L'Italia, ma il discorso potrebbe benissimo allargarsi a tutte le nazioni del Vecchio Continente, ha le caratteristiche storiche e culturali del «nuovo mondo»? E le caratteristiche dei «conviventi» (nel nostro caso: cittadini ed immigrati) sono le stesse di quelle degli «americani» descritti da Michel Guillaume Jean de Crèvecoeur e Israel Zangwill? Inutile dire che la risposta non può che essere negativa, e che il melting pot, nato per esigenze specifiche dell'american dream, non può certo essere un modello di società esportabile nel Vecchio Continente, ricco di innumerevoli sedimentazioni storiche, culturali e religiose.
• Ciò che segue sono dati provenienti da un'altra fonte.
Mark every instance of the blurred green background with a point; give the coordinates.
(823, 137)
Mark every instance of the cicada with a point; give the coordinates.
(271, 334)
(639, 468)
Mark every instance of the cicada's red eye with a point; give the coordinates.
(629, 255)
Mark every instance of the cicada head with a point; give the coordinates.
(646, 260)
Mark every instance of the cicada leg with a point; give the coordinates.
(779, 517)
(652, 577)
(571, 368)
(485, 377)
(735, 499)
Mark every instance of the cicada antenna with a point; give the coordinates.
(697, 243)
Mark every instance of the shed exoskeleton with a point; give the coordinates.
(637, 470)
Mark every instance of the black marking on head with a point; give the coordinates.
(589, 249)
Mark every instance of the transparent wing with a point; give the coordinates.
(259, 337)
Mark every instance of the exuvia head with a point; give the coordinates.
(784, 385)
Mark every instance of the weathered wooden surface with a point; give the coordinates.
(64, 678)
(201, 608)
La diversità, quando non genera scontro, è una ricchezza da esaltare e spesso la sinistra, accecata dal totem dell'egualitarismo, lo dimentica volentieri, quando percorre vie utopistiche dettate dall'ideologia fine a se stessa e non dalla ragione e dalla realtà dei fatti. Purtroppo siamo alle solite. Ogni volta, i governanti di sinistra, invece che in Italia, pensano di vivere nell'isola-regno, abitata da una società ideale, descritta nel 1516 da Tommaso Moro nell'opera «De optimo reipublicae statu deque nova insula Utopia».